Il faut déjà faire la distinction entre sécularisation et laïcité, même si la laïcité telle qu’on la comprend en France est fille de la sécularisation. La sécularisation, c’est ce mouvement de séparation des domaines et des pouvoirs qui a commencé à surgir dans l’histoire de l’Occident avec la Renaissance et l’éveil de la tolérance, c’est-à-dire aux XVème et XVIème siècles. Penseurs, artistes, scientifiques, médecins… ont alors obtenu que la théologie et le pouvoir des clercs (alors l’Eglise Catholique) leur laissent la liberté de penser, de chercher, de créer, de découvrir sans leur imposer leurs dictats. C’est ce qu’on appelle la séparation des domaines : le domaine religieux et les domaines philosophique, littéraire, artistique, médical, scientifique, etc. La laïcité, c’est la neutralité, le non-engagement des institutions politiques et juridiques d’un pays par rapport aux doctrines et aux intérêts religieux. Comme le dit une loi française de 1905 : « La République ne reconnaît, ne salarie ni ne subventionne aucun culte ». Dans le monde arabo-musulman, malheureusement, sécularisation et laïcité sont généralement associées à la promotion de l’athéisme. Les deux termes arabes employés depuis quelques années, « ‘ilmaniyya » (que l’on peut traduire par « scientisme ») et « ‘almaniyya » (traduisible par « qui est du monde » ), ne permettent guère de dissiper ce malentendu… qu’entretiennent, évidemment, les forces qui ne veulent pas ouvrir les portes de la liberté de penser, les portes de la liberté individuelle.

Les pays européens assistent aujourd’hui à une violente vague de terrorisme islamiste dont l’origine est probablement la controverse suscitée par Charlie Hebdo. Quelle lecture donnez-vous à ces événements ?

Il est certain que la republication, par l’hebdomadaire satirique français Charlie Hebdo, de caricatures mettant en scène le prophète de l’islam de manière désobligeante, est de nature à mettre le feu dans un certain nombre de pays musulmans du monde, y compris dans des sociétés plus paisibles que d’autres. Nous sommes vraiment en présence de deux modes de pensée qui s’affrontent, mais aussi en présence de sensibilités opposées. D’un côté la société française majoritaire, qui est largement déchristianisée et qui revendique son émancipation par rapport à toute religion, proclame le droit de tout critiquer, de tout caricaturer, au nom de la liberté d’expression érigée en principe non négociable encadrée par le droit. De l’autre, les sociétés musulmanes qui n’ont pas la même histoire d’émancipation des individus, qui restent façonnée par la religion, et qui se sentent offensées. Se font un peu face à face deux absolus, deux sacrés, deux irrédentismes. Pour désamorcer le conflit, il importe que les deux camps se parlent, s’écoutent, comprennent comment l’autre fonctionne. Le sacré des uns n’est pas le sacré des autres. Tout excès de sacralisation peut mener à la violence. Pour que les passions s’apaisent, il faut que circule la parole et que chacun soit en capacité de prendre une certaine distance à l’égard même de ce qu’il pense ou croit. Pour la religion, je dirai que seule la critique sauve le religieux, de ce qui le menace : L’idolâtrie. Seul Dieu est absolu. Certains croyants peuvent sacraliser et idolâtrer les représentations qu’ils ont de Dieu ou du Prophète.

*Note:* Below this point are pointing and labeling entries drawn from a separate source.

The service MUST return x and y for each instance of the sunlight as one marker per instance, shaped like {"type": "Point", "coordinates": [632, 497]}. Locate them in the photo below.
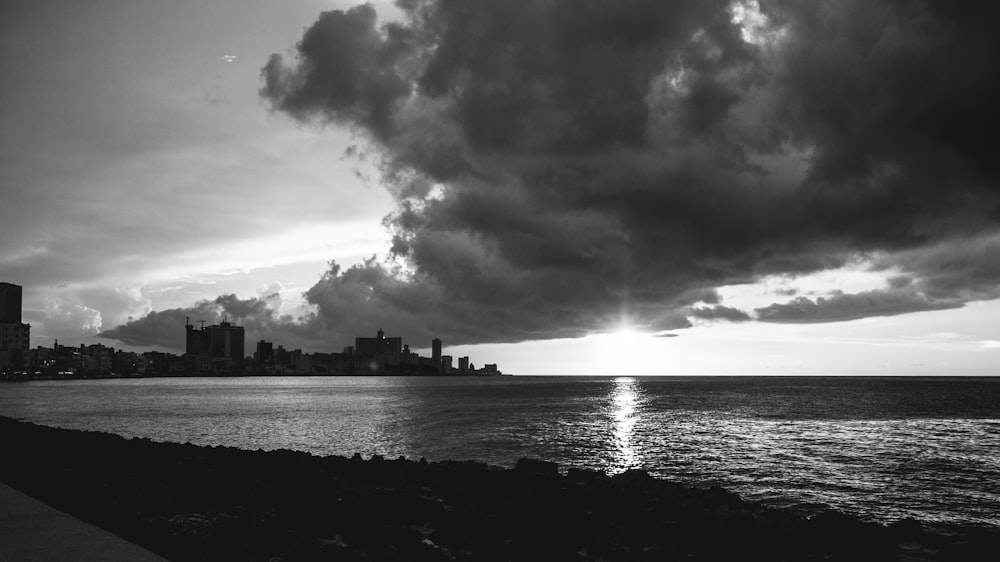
{"type": "Point", "coordinates": [622, 351]}
{"type": "Point", "coordinates": [625, 401]}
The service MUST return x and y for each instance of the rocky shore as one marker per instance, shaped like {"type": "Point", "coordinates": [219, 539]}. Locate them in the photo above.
{"type": "Point", "coordinates": [187, 502]}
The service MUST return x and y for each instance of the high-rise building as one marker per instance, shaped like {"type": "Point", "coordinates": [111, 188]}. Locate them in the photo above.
{"type": "Point", "coordinates": [15, 336]}
{"type": "Point", "coordinates": [436, 353]}
{"type": "Point", "coordinates": [370, 347]}
{"type": "Point", "coordinates": [222, 344]}
{"type": "Point", "coordinates": [10, 303]}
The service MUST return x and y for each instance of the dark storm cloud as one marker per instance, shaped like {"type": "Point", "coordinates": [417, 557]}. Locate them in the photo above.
{"type": "Point", "coordinates": [561, 165]}
{"type": "Point", "coordinates": [840, 306]}
{"type": "Point", "coordinates": [718, 313]}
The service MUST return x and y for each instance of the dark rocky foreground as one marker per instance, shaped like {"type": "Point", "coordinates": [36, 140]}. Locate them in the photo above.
{"type": "Point", "coordinates": [200, 503]}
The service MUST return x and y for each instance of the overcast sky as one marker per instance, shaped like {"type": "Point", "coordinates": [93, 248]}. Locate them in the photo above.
{"type": "Point", "coordinates": [634, 186]}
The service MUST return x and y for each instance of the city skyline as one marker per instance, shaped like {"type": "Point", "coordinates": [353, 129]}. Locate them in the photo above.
{"type": "Point", "coordinates": [668, 190]}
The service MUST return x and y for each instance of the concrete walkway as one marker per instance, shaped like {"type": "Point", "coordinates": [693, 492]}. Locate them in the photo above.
{"type": "Point", "coordinates": [31, 530]}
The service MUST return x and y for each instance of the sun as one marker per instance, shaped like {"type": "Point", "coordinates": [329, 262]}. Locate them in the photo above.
{"type": "Point", "coordinates": [624, 350]}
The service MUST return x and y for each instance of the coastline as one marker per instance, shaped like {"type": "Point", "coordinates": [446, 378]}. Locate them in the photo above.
{"type": "Point", "coordinates": [187, 502]}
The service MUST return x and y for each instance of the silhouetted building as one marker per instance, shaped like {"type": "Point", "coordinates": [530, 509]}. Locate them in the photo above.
{"type": "Point", "coordinates": [370, 347]}
{"type": "Point", "coordinates": [436, 353]}
{"type": "Point", "coordinates": [222, 344]}
{"type": "Point", "coordinates": [265, 352]}
{"type": "Point", "coordinates": [15, 336]}
{"type": "Point", "coordinates": [10, 303]}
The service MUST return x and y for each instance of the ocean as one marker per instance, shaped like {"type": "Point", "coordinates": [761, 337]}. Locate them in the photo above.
{"type": "Point", "coordinates": [884, 448]}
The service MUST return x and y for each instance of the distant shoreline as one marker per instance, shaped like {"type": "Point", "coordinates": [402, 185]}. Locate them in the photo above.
{"type": "Point", "coordinates": [189, 502]}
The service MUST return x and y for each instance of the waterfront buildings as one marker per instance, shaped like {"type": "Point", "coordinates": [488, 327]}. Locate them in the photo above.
{"type": "Point", "coordinates": [217, 349]}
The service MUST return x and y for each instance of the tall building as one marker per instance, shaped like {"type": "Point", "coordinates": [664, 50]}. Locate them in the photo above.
{"type": "Point", "coordinates": [10, 303]}
{"type": "Point", "coordinates": [222, 344]}
{"type": "Point", "coordinates": [15, 336]}
{"type": "Point", "coordinates": [370, 347]}
{"type": "Point", "coordinates": [436, 353]}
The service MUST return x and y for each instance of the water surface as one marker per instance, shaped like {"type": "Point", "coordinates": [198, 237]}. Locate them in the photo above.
{"type": "Point", "coordinates": [884, 448]}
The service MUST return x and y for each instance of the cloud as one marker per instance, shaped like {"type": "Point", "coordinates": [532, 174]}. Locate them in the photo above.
{"type": "Point", "coordinates": [842, 306]}
{"type": "Point", "coordinates": [558, 165]}
{"type": "Point", "coordinates": [718, 312]}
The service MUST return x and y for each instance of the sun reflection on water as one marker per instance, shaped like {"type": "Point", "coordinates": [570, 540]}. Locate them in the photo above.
{"type": "Point", "coordinates": [625, 411]}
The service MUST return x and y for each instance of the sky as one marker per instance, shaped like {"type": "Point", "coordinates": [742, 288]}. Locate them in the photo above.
{"type": "Point", "coordinates": [560, 187]}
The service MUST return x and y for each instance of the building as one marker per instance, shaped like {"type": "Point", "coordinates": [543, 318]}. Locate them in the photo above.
{"type": "Point", "coordinates": [10, 303]}
{"type": "Point", "coordinates": [372, 347]}
{"type": "Point", "coordinates": [436, 354]}
{"type": "Point", "coordinates": [222, 344]}
{"type": "Point", "coordinates": [15, 336]}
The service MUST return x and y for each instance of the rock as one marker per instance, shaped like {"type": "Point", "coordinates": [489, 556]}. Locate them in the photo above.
{"type": "Point", "coordinates": [535, 466]}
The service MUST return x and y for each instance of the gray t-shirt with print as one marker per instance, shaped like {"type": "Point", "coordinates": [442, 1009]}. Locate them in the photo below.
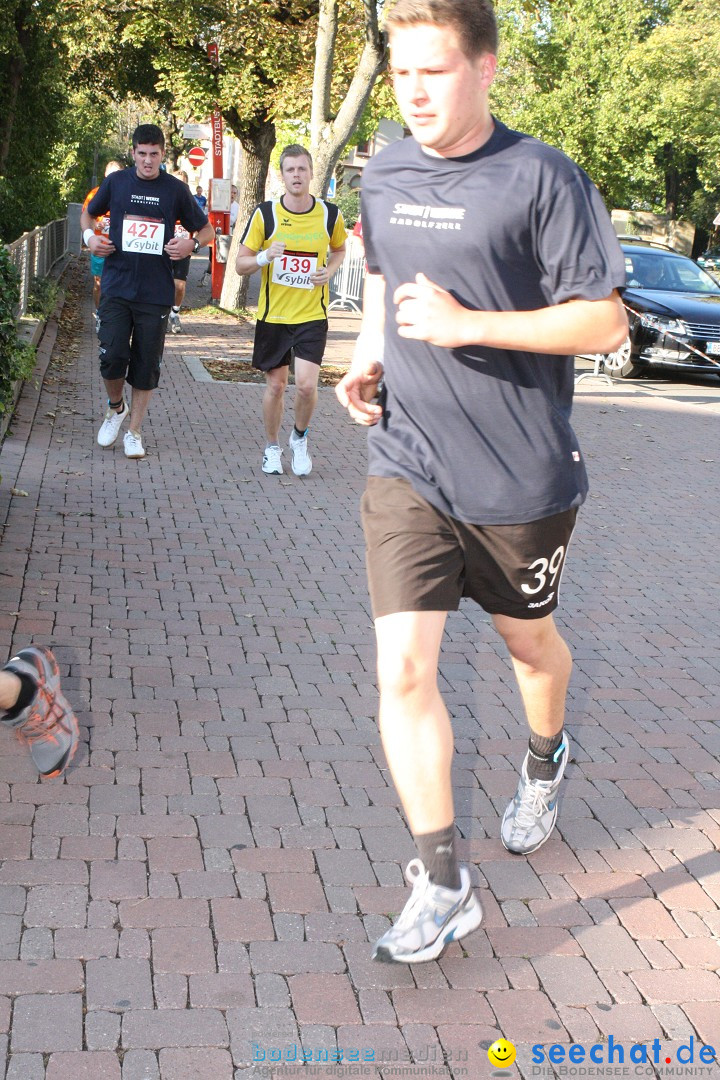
{"type": "Point", "coordinates": [484, 434]}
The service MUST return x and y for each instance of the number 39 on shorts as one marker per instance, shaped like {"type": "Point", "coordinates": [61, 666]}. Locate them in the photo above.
{"type": "Point", "coordinates": [545, 571]}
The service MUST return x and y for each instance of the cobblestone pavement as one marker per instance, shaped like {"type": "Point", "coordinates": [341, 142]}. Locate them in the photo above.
{"type": "Point", "coordinates": [197, 900]}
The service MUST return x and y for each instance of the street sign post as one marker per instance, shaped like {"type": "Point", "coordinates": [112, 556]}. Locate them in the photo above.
{"type": "Point", "coordinates": [197, 157]}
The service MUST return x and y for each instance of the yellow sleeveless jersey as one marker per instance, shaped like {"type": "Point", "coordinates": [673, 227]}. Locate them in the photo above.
{"type": "Point", "coordinates": [286, 293]}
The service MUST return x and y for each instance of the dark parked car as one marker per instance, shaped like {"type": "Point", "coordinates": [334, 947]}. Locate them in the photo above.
{"type": "Point", "coordinates": [674, 312]}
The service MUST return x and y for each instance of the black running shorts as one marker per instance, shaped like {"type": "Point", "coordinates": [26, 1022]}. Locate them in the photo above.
{"type": "Point", "coordinates": [421, 559]}
{"type": "Point", "coordinates": [132, 338]}
{"type": "Point", "coordinates": [275, 342]}
{"type": "Point", "coordinates": [180, 269]}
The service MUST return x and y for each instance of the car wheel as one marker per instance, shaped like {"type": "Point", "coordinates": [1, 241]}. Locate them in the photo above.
{"type": "Point", "coordinates": [621, 363]}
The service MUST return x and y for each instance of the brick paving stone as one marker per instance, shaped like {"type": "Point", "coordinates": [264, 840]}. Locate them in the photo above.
{"type": "Point", "coordinates": [254, 1033]}
{"type": "Point", "coordinates": [442, 1007]}
{"type": "Point", "coordinates": [55, 906]}
{"type": "Point", "coordinates": [43, 976]}
{"type": "Point", "coordinates": [190, 953]}
{"type": "Point", "coordinates": [139, 1065]}
{"type": "Point", "coordinates": [26, 1067]}
{"type": "Point", "coordinates": [118, 985]}
{"type": "Point", "coordinates": [532, 941]}
{"type": "Point", "coordinates": [291, 958]}
{"type": "Point", "coordinates": [480, 973]}
{"type": "Point", "coordinates": [102, 1030]}
{"type": "Point", "coordinates": [242, 920]}
{"type": "Point", "coordinates": [151, 913]}
{"type": "Point", "coordinates": [667, 987]}
{"type": "Point", "coordinates": [147, 1029]}
{"type": "Point", "coordinates": [296, 892]}
{"type": "Point", "coordinates": [118, 880]}
{"type": "Point", "coordinates": [174, 854]}
{"type": "Point", "coordinates": [611, 885]}
{"type": "Point", "coordinates": [344, 867]}
{"type": "Point", "coordinates": [610, 947]}
{"type": "Point", "coordinates": [221, 990]}
{"type": "Point", "coordinates": [46, 1023]}
{"type": "Point", "coordinates": [323, 999]}
{"type": "Point", "coordinates": [528, 1014]}
{"type": "Point", "coordinates": [627, 1023]}
{"type": "Point", "coordinates": [677, 889]}
{"type": "Point", "coordinates": [696, 953]}
{"type": "Point", "coordinates": [85, 944]}
{"type": "Point", "coordinates": [569, 980]}
{"type": "Point", "coordinates": [646, 918]}
{"type": "Point", "coordinates": [83, 1066]}
{"type": "Point", "coordinates": [704, 1017]}
{"type": "Point", "coordinates": [195, 1065]}
{"type": "Point", "coordinates": [273, 860]}
{"type": "Point", "coordinates": [513, 879]}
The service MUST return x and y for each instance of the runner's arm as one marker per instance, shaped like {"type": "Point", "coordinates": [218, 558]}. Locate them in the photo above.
{"type": "Point", "coordinates": [428, 312]}
{"type": "Point", "coordinates": [246, 261]}
{"type": "Point", "coordinates": [360, 387]}
{"type": "Point", "coordinates": [97, 244]}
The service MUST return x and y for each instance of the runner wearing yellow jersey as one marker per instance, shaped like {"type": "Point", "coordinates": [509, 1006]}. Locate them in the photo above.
{"type": "Point", "coordinates": [299, 242]}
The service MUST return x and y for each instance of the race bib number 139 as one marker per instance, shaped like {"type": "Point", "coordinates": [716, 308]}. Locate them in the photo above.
{"type": "Point", "coordinates": [294, 269]}
{"type": "Point", "coordinates": [143, 235]}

Selon vous, pourquoi l’islam arrive-t-il à mobiliser tant de gens malgré les violences qui se font en son nom aujourd’hui ?

Les musulmans ne sont pas guéris des siècles de marginalisation sur la scène d’un monde longtemps dominé par l’Occident. Ils n’ont pas oublié les humiliations du passé… et, moins encore, celles d’aujourd’hui. Ils se vivent comme assiégés, comme les perdants de l’histoire. L’Occident, paradoxalement, témoigne chaque jour un peu plus de sa peur du monde musulman, de sa peur de l’islam, mais les masses musulmanes, elles, se vivent comme les victimes permanentes de cet Occident encore dominateur. L’islam mobilise parce qu’il permet à ses fidèles de penser qu’ils ont Dieu de leur côté, et le triomphe ne peut qu’appartenir à Dieu. La foi musulmane permet aussi de croire que, si l’on n’a pas le bonheur en ce monde, on l’obtiendra dans le monde futur dès lors qu’on se sera comporté en bon et fidèle croyant.